Sam McCullough
Resources and Information about Organic Argiculture
Declining Nutrients in Industrial Agriculture

Since 2009, Nash’s Organic Produce has participated in wheat trials for the purpose of finding varieties of hard red and soft white wheat that will grow well in Western Washington. These trials are held by Drs. Kevin Murphy and Stephen Jones of Washington State University, who have studied the decline in nutrients in spring wheat in the U.S. ["Relationship between yield and mineral nutrient concentrations in historical and modern spring wheat cultivars." Kevin Murphy, Philip Reeves, Stephen Jones, published online 3 April 2008 © Springer Science & Business Media B.V. 2008] They have determined that over the past 75 years, wheat has been bred consistently for yield, and consequently, when mineral content is measured (an indicaton of protein content), some values have fallen as much as 50%. They measured iron, phosphorus, magnesium, manganese, zinc, copper, calcium and selenium.

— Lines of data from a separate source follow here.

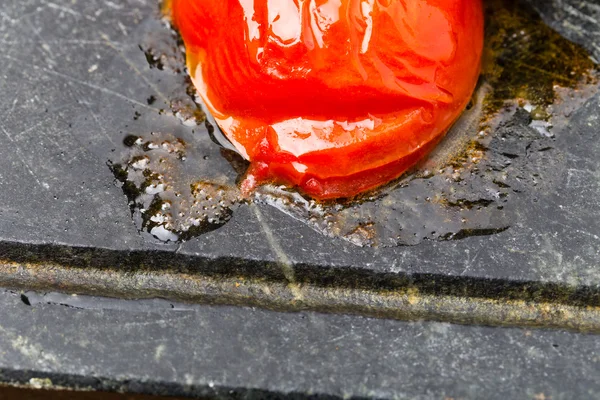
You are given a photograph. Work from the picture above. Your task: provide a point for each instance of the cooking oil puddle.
(499, 157)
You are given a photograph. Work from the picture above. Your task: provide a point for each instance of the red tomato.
(332, 96)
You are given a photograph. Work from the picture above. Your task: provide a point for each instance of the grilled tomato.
(334, 97)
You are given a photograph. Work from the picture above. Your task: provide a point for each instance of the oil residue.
(498, 158)
(170, 208)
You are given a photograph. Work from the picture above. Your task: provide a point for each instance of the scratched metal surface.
(73, 79)
(241, 353)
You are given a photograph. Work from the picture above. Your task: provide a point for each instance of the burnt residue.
(525, 58)
(498, 157)
(165, 202)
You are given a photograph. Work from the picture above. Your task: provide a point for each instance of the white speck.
(155, 189)
(162, 234)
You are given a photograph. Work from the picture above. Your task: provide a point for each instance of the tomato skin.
(332, 96)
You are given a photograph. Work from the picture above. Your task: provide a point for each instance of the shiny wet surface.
(498, 157)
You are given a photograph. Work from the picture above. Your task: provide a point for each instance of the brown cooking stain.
(497, 158)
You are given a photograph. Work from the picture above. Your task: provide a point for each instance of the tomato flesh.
(334, 97)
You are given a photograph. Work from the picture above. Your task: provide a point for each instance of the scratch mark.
(20, 155)
(80, 82)
(61, 8)
(283, 259)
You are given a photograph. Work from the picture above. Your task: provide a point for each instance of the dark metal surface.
(253, 354)
(74, 83)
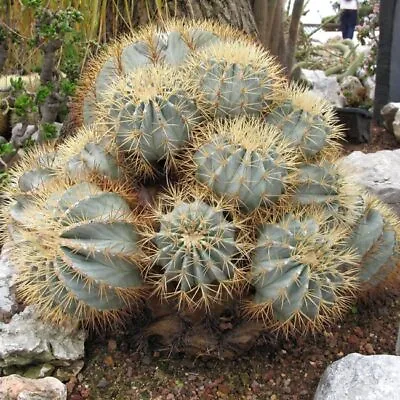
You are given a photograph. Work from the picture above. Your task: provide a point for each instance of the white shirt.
(348, 5)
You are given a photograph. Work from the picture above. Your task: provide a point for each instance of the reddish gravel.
(281, 369)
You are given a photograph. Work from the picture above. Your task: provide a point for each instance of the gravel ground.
(279, 369)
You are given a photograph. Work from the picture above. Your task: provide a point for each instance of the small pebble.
(369, 348)
(112, 346)
(109, 361)
(102, 383)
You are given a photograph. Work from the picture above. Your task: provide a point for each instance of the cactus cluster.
(246, 212)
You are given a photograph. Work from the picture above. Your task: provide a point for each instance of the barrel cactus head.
(326, 185)
(233, 78)
(80, 259)
(154, 45)
(301, 273)
(150, 116)
(307, 122)
(89, 154)
(31, 173)
(375, 239)
(196, 249)
(243, 161)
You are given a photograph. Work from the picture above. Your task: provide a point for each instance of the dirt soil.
(280, 369)
(381, 139)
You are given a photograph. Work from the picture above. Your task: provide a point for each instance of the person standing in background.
(348, 17)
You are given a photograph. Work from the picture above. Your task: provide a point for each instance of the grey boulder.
(15, 387)
(378, 172)
(358, 377)
(28, 340)
(388, 113)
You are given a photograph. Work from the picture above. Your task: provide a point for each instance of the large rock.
(388, 113)
(15, 387)
(378, 172)
(353, 91)
(28, 340)
(358, 377)
(396, 126)
(8, 304)
(323, 86)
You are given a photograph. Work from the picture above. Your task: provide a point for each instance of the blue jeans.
(348, 22)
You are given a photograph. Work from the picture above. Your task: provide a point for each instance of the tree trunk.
(237, 13)
(293, 32)
(385, 53)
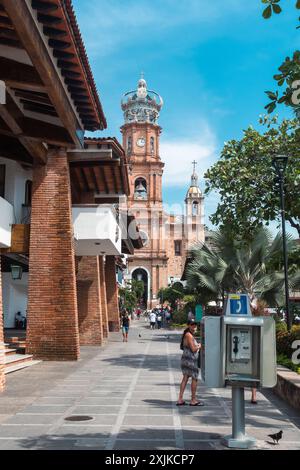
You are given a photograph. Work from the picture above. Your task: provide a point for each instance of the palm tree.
(233, 266)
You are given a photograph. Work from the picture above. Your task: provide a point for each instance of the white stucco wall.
(15, 182)
(15, 297)
(6, 221)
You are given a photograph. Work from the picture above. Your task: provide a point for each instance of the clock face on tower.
(141, 142)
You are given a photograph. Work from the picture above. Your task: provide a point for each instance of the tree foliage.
(246, 181)
(235, 267)
(130, 295)
(289, 76)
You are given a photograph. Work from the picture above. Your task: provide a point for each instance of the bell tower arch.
(141, 138)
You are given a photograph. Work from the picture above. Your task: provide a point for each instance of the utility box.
(238, 349)
(211, 352)
(249, 351)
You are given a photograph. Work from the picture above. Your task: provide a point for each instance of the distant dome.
(194, 191)
(141, 105)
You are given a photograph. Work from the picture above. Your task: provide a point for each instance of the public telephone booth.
(238, 350)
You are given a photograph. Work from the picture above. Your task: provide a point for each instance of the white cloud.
(199, 144)
(110, 24)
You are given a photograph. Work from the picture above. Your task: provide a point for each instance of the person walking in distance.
(189, 363)
(152, 320)
(125, 326)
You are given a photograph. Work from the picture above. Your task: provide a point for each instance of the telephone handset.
(241, 342)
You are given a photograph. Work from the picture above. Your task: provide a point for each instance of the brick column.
(52, 331)
(112, 294)
(89, 301)
(2, 376)
(103, 297)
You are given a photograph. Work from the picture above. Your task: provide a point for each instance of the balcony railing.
(6, 221)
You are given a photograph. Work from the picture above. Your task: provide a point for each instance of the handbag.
(199, 359)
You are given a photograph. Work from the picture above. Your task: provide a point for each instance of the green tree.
(171, 294)
(246, 182)
(128, 299)
(289, 71)
(138, 288)
(239, 267)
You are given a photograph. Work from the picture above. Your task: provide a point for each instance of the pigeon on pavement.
(276, 437)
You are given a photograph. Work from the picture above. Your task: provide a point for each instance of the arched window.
(28, 193)
(129, 145)
(195, 208)
(140, 188)
(144, 237)
(152, 145)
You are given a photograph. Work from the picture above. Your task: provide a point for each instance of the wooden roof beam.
(27, 29)
(17, 75)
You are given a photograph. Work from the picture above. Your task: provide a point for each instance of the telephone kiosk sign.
(238, 305)
(239, 350)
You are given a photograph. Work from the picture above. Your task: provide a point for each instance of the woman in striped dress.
(189, 365)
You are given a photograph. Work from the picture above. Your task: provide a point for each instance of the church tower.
(141, 134)
(194, 204)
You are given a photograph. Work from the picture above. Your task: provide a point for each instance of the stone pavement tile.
(188, 410)
(90, 444)
(200, 420)
(144, 445)
(149, 420)
(147, 433)
(64, 393)
(45, 409)
(147, 410)
(98, 401)
(197, 445)
(4, 418)
(14, 431)
(54, 401)
(37, 444)
(205, 433)
(107, 393)
(33, 419)
(96, 409)
(163, 402)
(82, 431)
(265, 422)
(98, 420)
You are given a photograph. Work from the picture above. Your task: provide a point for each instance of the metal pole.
(285, 256)
(238, 413)
(238, 439)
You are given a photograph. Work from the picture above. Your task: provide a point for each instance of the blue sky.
(210, 60)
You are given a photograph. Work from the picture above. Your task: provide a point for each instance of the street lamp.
(16, 272)
(279, 163)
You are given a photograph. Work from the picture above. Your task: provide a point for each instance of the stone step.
(17, 358)
(9, 352)
(18, 366)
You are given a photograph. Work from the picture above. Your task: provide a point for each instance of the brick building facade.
(167, 238)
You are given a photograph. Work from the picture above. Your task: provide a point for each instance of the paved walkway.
(130, 390)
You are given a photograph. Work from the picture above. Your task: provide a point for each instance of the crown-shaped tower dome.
(141, 105)
(194, 191)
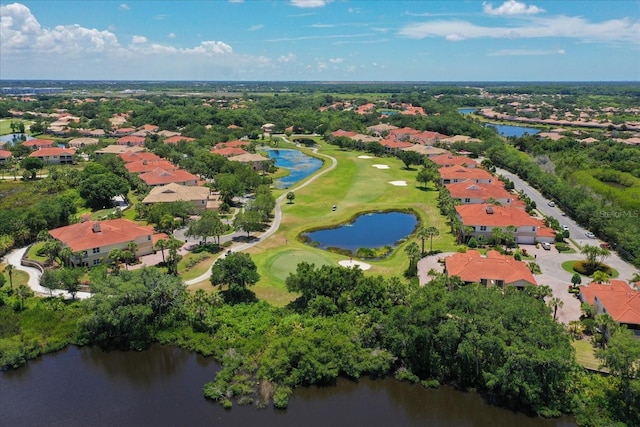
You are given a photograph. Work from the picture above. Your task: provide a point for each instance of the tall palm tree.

Other recent studies are showing equally disturbing declines in the nutritional quality of commercial fruits and vegetables. According to a 2004 study by Donald Davis, a biochemist at the University of Texas who evaluated data from the U.S. Department of Agriculture from 1950 to 1999, nutrient values of conventionally-grown produce have also declined in the past 50 years. The important nutrients that fruits and vegetables provide to humans are protein, calcium, phosphorus, iron, riboflavin and vitamin C. Davis’ study showed declines ranging from 6 percent for protein, to 15 percent for iron, 20 percent for vitamin C, and 38 percent for riboflavin.

Davis holds industrial agriculture’s reliance on crops that grow faster and bigger responsible for the decline. After half a century of breeding for yield, the varieties commercial farmers select now are unable to manufacture as many nutrients when compared to organic fruits and vegetables.

Declining nutrients in industrial agricultureCommercial agriculture and the food industry emphasize quantity or cost over quality. Americans are accustomed to paying only about 9% of their household income on food, as compared to 36-49% in developing countries. The food industry capitalizes on people’s desire for "bargains" and de-emphasizes the decline in nutrients. Al Bushway, a food-science professor at the University of Maine and a spokesperson for the Institute of Food Technologists, has stated that declining nutrients in vegetables and fruits could be made up by eating other foods or by drinking more milk.

If the food most of us are eating gives us only half the nutrition we used to get, is it any wonder that we see so many malnourished, obese Americans? The true advantage of eating fresh, local, organic food is that it is harvested at the height of its nutritional potential, giving your body quality nutrients for maximum health.